"petit coquillage de pâtisserie, si grassement sensuel"
Marcel Proust, à la recherche du temps perdu, du côté de chez Swann, 1913.
Si Divin Enfant est une incarnation, c’est à mes yeux celle
de l’ambiguïté de la marque qui le lance : État Libre d’Orange prétend
bousculer les code, être le rebelle du parfum et, sous des noms choquants, propose
des parfums somme toute fort classiques et assez joliment exécutés. (Mettons de
côté Sécrétions Magnifiques, le parfum alibi de la marque.) Dans ma bouche, il
va de soi que classique est loin d’être péjoratif. Le marketing est parfait,
qui donne une impression de contre-culture hype sans rebuter par ses jus ceux
qui se veulent à la mode.
Divin Enfant est une fleur d’oranger tirée vers la guimauve
qui aurait, soi-disant, un côté sulfureux, l’innocence de l’enfant évoquer par
la fleur-bonbon étant suggérée par un fond sensuel.
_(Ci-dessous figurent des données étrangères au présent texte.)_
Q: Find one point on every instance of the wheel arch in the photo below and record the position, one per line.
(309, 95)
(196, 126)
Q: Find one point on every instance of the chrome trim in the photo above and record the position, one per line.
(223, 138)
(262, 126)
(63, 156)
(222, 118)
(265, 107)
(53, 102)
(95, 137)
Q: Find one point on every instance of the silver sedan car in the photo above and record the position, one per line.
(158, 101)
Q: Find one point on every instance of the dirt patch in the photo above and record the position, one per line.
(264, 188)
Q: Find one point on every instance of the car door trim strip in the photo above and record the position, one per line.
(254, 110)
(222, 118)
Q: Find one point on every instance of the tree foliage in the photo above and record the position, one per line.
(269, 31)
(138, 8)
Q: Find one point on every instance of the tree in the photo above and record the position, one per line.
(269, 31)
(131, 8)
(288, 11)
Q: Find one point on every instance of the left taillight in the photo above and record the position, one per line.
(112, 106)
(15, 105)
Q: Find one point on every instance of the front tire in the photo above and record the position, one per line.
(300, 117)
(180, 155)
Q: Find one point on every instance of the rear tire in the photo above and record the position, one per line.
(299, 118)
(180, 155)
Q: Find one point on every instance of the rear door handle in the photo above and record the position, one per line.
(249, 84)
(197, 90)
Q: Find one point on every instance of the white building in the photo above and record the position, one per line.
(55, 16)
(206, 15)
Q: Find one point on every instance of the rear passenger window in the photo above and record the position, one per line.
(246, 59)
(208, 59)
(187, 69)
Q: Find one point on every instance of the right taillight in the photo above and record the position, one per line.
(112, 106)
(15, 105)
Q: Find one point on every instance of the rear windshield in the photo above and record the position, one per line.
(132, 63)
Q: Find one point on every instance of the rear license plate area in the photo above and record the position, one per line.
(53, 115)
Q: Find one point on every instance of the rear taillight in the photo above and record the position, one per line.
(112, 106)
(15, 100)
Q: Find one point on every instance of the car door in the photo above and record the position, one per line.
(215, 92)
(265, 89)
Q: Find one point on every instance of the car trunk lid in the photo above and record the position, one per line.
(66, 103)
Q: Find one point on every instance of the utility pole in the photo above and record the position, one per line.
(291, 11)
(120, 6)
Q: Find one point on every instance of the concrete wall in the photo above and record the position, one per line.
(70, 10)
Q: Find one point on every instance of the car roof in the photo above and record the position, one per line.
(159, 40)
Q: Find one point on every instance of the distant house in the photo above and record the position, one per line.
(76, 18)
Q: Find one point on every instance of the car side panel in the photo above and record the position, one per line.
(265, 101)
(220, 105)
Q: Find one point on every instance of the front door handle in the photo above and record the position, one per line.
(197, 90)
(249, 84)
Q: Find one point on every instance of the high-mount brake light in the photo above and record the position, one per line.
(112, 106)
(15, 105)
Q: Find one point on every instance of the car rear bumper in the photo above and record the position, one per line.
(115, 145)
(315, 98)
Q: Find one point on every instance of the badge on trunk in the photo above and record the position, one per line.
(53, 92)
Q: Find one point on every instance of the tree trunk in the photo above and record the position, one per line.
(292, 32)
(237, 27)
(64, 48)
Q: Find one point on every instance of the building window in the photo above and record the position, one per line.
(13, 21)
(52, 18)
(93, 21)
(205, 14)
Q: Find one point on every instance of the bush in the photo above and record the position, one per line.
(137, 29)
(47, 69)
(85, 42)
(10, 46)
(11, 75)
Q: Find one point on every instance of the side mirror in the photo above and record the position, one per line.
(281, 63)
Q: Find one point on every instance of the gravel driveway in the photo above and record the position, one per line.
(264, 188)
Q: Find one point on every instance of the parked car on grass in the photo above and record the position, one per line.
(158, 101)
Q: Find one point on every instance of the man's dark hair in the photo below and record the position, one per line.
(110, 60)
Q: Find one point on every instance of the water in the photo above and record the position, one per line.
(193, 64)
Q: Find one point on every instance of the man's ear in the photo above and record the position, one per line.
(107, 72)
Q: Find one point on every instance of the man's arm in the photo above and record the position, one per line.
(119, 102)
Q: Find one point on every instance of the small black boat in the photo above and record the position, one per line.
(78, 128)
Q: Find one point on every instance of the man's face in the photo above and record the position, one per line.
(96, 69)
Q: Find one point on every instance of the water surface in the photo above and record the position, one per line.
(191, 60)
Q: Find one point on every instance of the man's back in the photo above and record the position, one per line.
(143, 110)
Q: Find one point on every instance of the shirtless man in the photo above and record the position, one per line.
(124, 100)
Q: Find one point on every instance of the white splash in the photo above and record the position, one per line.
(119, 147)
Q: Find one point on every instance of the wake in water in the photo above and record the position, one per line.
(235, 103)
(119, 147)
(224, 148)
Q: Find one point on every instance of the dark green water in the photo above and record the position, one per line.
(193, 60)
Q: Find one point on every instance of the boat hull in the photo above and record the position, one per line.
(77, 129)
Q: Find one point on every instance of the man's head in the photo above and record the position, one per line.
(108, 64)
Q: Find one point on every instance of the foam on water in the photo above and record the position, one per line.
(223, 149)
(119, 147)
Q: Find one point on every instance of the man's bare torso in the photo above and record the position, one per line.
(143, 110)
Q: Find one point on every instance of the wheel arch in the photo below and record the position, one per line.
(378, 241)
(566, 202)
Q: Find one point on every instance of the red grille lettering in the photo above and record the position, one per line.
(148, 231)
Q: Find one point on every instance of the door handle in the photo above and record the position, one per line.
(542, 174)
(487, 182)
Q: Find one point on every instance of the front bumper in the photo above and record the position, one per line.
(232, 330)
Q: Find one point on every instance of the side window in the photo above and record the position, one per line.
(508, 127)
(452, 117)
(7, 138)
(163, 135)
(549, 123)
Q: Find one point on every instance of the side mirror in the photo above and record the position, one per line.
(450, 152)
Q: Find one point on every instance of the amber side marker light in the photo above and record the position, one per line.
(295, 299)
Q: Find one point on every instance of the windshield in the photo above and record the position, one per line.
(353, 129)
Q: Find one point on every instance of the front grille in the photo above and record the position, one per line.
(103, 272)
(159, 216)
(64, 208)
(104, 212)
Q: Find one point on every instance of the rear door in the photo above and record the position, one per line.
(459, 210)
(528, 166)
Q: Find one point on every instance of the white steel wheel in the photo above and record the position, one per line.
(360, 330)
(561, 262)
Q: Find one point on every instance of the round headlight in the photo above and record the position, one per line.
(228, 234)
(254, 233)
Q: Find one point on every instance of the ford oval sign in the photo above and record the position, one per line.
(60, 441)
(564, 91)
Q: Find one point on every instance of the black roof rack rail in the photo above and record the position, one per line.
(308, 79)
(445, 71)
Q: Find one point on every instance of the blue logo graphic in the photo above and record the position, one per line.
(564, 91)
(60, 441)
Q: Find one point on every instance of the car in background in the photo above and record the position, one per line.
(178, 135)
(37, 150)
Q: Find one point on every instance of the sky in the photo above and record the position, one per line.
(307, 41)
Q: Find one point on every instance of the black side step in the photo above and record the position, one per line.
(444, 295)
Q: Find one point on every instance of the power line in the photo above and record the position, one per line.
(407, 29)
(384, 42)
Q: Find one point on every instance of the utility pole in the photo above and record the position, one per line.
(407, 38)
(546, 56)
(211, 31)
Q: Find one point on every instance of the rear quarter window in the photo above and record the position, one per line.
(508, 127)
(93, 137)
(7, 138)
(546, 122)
On ne nous ressort pas le
discours freudien décrivant l’enfant comme un pervers polymorphe, mais pas loin…
Sauf que oui, mais non. Divin enfant est un gourmand. Point barre. Un gourmand
bien fait, certes, mais un de ces nombreux parfums à la mode, qui ratisse large pour
plaire à un public le plus vaste possible. Rien de honteux là-dedans, mais
cessons d’invoquer des concepts fumeux pour jeter un voile pudique sur une
ambition commerciale. Ça donne vaguement l'impression que la marque à honte, alors qu'il n'y a pas de raison d'avoir honte dans ce cas précis.
Moi qui ne suis pas un amateur de gourmand, je ressens
surtout un vague écœurement face à la confiserie d’un parfum tenace, semblable
à celui que j’éprouve lorsqu’on me propose ces desserts orientaux, dégoulinants
de miel, qui me restent toujours sur l’estomac…
Divin Enfant, Antoine Lie pour État Libre d’Orange, 2006.